4.4 計画審査と有識者ヒアリングの審査基準
提出した計画は、事務局による事前評価を経たうえで、有識者ヒアリングによって採択・不採択が決定されます。これらの審査プロセスにおいては、以下の共通の「審査基準」に基づいて総合的に評価されるため、これらを計画書にしっかりと盛り込むことが必須となります。
審査基準
A. 自社に関すること(申請事業者単体)
- DXを行う目的が明確で、補助事業の主旨に合致しているか
- DX施策の費用対効果が高いか(時間削減などの定量効果に加え、コンプライアンス遵守などの定性効果も含む)
- 計画のスケジュールや実施体制が現実的か
- 従業員への還元:DX施策の効果(効率化で浮いた時間や利益)を、従業員へどう還元するかを見据えているか
B. 業界全体への貢献に関すること
- モデルケースとしての先進性・独自性・汎用性があるか
- 業界全体への波及効果:他社や物流業界全体への波及を見据えた横展開が容易であるか(サプライチェーン全体での連携強化などが感じられるものが望ましい)
第5章:よくある質問
-
リースやサブスクリプションでの導入も補助されますか?
-
いいえ。本事業ではシステム機器等のリース費やシステムの月額利用料(サブスク)は対象外となります。買い取りの設備や構築費用を検討してください。
-
複数拠点でDX事業を実施する場合、賃上げの書類はどうなりますか?
-
複数の事業場(拠点)で事業を実施する場合は、その事業場ごとに賃上げ計画や賃金台帳をご対応(提出)いただく必要があります。
-
導入した設備を後から売ったり、別の用途に使ったりしてもいいですか?
-
不可です。単価50万円以上のシステムや機械を、国の許可なく一定の期間内に売却・廃棄したり、補助金申請時と違う目的(他事業など)に使ったりすること(目的外使用・財産処分)は固く禁じられています。違反が発覚した場合、補助金の全額返還を求められるおそれがありますので、十分にご注意ください。

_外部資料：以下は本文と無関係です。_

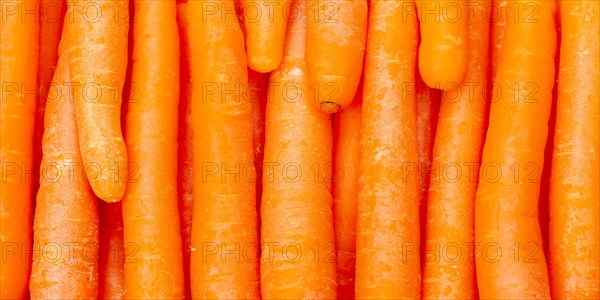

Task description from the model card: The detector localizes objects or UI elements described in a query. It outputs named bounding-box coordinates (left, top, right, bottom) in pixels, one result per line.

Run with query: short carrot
left=549, top=0, right=600, bottom=299
left=68, top=0, right=129, bottom=202
left=331, top=79, right=363, bottom=299
left=177, top=1, right=194, bottom=299
left=98, top=201, right=126, bottom=299
left=475, top=0, right=556, bottom=299
left=0, top=0, right=39, bottom=299
left=423, top=0, right=490, bottom=299
left=308, top=0, right=368, bottom=113
left=188, top=0, right=260, bottom=299
left=241, top=0, right=292, bottom=73
left=416, top=0, right=469, bottom=90
left=123, top=0, right=184, bottom=299
left=29, top=52, right=99, bottom=299
left=356, top=0, right=421, bottom=299
left=260, top=0, right=336, bottom=299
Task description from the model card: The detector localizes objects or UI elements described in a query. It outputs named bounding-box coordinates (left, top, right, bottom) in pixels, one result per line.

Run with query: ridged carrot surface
left=549, top=0, right=600, bottom=299
left=356, top=0, right=421, bottom=299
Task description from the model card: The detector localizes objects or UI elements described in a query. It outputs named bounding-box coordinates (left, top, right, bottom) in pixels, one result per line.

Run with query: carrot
left=177, top=1, right=194, bottom=299
left=98, top=201, right=126, bottom=299
left=490, top=0, right=508, bottom=82
left=416, top=0, right=469, bottom=90
left=423, top=0, right=489, bottom=299
left=29, top=52, right=99, bottom=299
left=475, top=0, right=556, bottom=299
left=188, top=0, right=260, bottom=299
left=123, top=0, right=184, bottom=299
left=0, top=0, right=39, bottom=299
left=549, top=0, right=600, bottom=299
left=241, top=0, right=292, bottom=73
left=308, top=0, right=368, bottom=113
left=356, top=0, right=421, bottom=299
left=33, top=0, right=66, bottom=197
left=68, top=0, right=129, bottom=202
left=331, top=79, right=363, bottom=299
left=260, top=0, right=336, bottom=299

第6章:システムと機械の同時導入で根本的な課題解決へ
物流施設におけるDX推進実証事業は、システムと機械を連携させることで現場のムダを根本からなくし、従業員の負担軽減や賃上げの実現、サービス水準の向上という、企業にとっての明るい未来を創り出すための強力なサポート制度です。専門家が無料で計画作りを手伝ってくれる伴走支援の仕組みもあるため、DXに詳しくない事業者でも安心してチャレンジできます。まずは現状の課題を洗い出し、早めに準備を進めていきましょう。